Catholic World News

Pope’s first day in Colombia: stress on reconciliation

September 07, 2017

In the first full day of his visit to Colombia, September 7, Pope Francis said that he was making “a journey of peace and reconciliation,” and spoke consistently about the need for reconciliation in a country torn by years of civil war.

On Thursday morning, after a courtesy visit with President Juan Manuel Santos Calderon, the Holy Father addressed the country’s political leaders, telling them that he was delighted to “express my appreciation for all the efforts undertaken over the last decades to end armed violence and to seek out paths of reconciliation.” He urged the nation’s leaders to promote a “culture of encounter” and to be especially mindful of “all those who today are excluded and marginalized by society.”

The Pope said:

The motto of this country is: “Freedom and Order.” These two words contain a complete lesson. Citizens must be valued according to their freedom and be protected by a stable order. It is not the law of the most powerful, but rather the power of the law, approved by all, that regulates a peaceful coexistence. Just laws are needed, which can ensure harmony and which can help overcome the conflicts that have torn apart this nation for decades; laws are required which are not born from the pragmatic need to order society but rather arise from the desire to resolve the structural causes of poverty that lead to exclusion and violence.
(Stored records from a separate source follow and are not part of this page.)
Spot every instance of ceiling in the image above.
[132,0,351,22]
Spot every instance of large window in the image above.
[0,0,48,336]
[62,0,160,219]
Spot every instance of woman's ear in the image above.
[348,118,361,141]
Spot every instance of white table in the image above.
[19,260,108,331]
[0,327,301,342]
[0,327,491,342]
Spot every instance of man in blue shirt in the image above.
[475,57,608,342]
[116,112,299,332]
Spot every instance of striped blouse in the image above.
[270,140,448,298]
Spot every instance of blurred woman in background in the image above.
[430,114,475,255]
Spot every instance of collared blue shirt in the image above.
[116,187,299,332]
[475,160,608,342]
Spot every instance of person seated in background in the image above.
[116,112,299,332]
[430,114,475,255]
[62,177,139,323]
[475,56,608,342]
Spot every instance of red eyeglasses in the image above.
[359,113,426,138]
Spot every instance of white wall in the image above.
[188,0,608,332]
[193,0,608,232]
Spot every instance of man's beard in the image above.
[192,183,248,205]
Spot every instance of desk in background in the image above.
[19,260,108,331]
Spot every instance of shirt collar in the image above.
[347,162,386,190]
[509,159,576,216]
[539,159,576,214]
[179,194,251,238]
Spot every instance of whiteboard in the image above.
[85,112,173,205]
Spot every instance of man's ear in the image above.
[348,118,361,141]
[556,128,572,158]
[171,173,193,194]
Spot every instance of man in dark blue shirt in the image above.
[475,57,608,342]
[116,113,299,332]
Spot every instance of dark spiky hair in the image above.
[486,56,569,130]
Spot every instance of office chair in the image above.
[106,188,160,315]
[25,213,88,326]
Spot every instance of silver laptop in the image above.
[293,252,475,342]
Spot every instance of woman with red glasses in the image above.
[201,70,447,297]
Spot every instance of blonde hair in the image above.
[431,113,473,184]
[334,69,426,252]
In the evening the Pontiff met with the bishops of Colombia, and delivered a lengthy address that again focused on the need for reconciliation. Citing the words of the Colombian novelist Gabriel Garcia Marquez, one of his favorite authors, the Pope said that war draws on “the basest instincts of our hearts” and is nourished by fear that is “a poisoned root, a bitter fruit, and a painful legacy of every conflict.”
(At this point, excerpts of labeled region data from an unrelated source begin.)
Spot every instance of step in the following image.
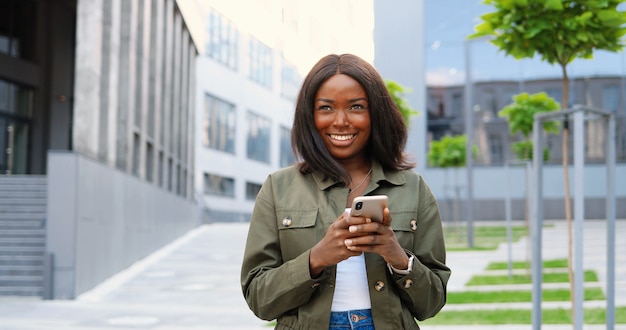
[0,265,44,278]
[0,228,46,239]
[0,197,47,207]
[0,275,43,287]
[0,191,48,200]
[0,175,48,185]
[0,246,46,257]
[0,203,47,214]
[0,212,46,223]
[0,286,43,297]
[0,254,44,269]
[0,218,46,233]
[0,237,46,250]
Pope Francis drew attention to the theme that had been chosen for his trip: “Let’s take the first step.” He said that “God is the Lord of the first step,” and asked the bishops to act as “guardians and sacrament of the first step.”

The Pope also asked the bishops to preserve the diversity of the Catholic community in Colombia, making a special reference to its African roots. He underlined the importance of preserving “the uniqueness of its varied and legitimate strengths, its pastoral sensitivities, its regional peculiarities, its historical memories and its wealth of distinct ecclesial experiences.”

Earlier in the day, in a meeting with over 20,000 young people in Bolivar Square, the Pope had acknowledged that the youth of Colombia had “endured difficult and dark moments” in the years of civil war. He encouraged them now, however, “Dare to dream big!”